Maixabel concorda com o encontro sobre forte oposição da filha e dos amigos, preocupados com a segurança dela, tanto por temor do ETA quanto do GAL. Mas ela mantém sua decisão e o encontro acontece na casa da mãe de Ibon. Esta é mais uma cena tensa e sensível, onde ambos entendem que precisam perdoar o passado e reprimir o ódio.

O final do filme é surpreendente, sensível e poderoso, numa bela mensagem de perdão e reconciliação.

O filme é tecnicamente muito bem feito, principalmente pela atuação de Blanca Portillo e Luis Tosar, que conduzem magnificamente a carga dramática da história, o que reflete o excelente trabalho da diretora Icíar Bollaín.
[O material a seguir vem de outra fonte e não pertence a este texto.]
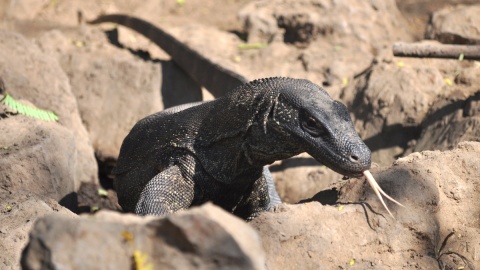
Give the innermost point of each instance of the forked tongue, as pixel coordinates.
(378, 191)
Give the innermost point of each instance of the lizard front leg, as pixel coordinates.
(261, 196)
(169, 191)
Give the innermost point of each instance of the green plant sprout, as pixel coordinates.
(23, 109)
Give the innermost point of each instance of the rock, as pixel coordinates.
(325, 32)
(451, 122)
(24, 9)
(391, 100)
(29, 74)
(114, 89)
(439, 196)
(18, 212)
(456, 25)
(200, 238)
(38, 157)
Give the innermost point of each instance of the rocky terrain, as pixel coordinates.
(419, 116)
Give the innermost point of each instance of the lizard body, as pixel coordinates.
(218, 150)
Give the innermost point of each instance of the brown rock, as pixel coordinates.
(31, 75)
(18, 212)
(38, 157)
(456, 25)
(200, 238)
(439, 196)
(114, 89)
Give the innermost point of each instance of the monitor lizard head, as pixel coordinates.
(321, 126)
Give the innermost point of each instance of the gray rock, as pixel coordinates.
(200, 238)
(18, 212)
(30, 74)
(38, 157)
(456, 25)
(301, 177)
(114, 89)
(450, 123)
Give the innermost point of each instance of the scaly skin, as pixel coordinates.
(216, 151)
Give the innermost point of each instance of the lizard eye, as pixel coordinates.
(312, 126)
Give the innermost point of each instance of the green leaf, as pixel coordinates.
(20, 108)
(102, 192)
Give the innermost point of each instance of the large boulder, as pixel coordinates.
(113, 88)
(327, 42)
(38, 157)
(200, 238)
(31, 75)
(18, 212)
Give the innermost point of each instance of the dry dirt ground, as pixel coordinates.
(443, 188)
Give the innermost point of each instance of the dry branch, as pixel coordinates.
(469, 52)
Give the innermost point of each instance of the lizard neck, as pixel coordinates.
(234, 135)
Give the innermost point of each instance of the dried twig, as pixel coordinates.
(470, 52)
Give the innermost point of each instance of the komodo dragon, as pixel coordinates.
(218, 150)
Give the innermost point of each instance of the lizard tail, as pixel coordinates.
(216, 79)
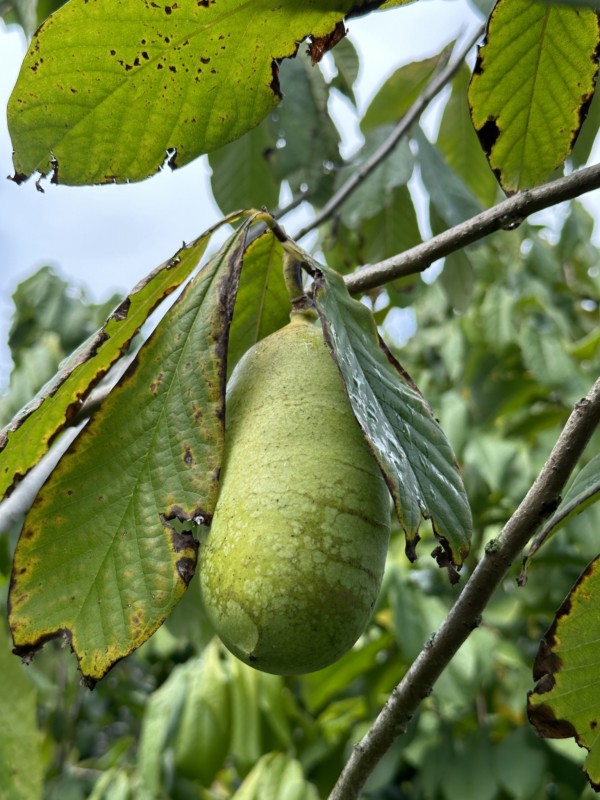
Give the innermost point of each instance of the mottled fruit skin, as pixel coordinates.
(292, 564)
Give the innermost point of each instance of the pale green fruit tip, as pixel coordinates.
(291, 566)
“Maixabel” ganhou inúmeros prêmios, inclusive três Goya, o Oscar espanhol, de Melhor Atriz, Melhor Ator Coadjuvante e Melhor Atriz Revelação, além de mais onze indicações.

Para saber mais sobre o tema, recomendo “Pátria”, série ficcional com oito episódios, disponível na HBO MAX e “O Desafio: ETA”, série documental com oito episódios, ambas explorando a conturbada história da região basca e o sentimento de ódio reinante.

Embora pareça que essa situação seja uma característica de uma região da Espanha, parece que o mundo inteiro está vivendo essa onda de ódio irracional, onde as disputas e agressões são mais importantes do que qualquer possível causa real ou imaginária. Lamentavelmente, o Brasil também vive essa fase na sua forma mais sombria.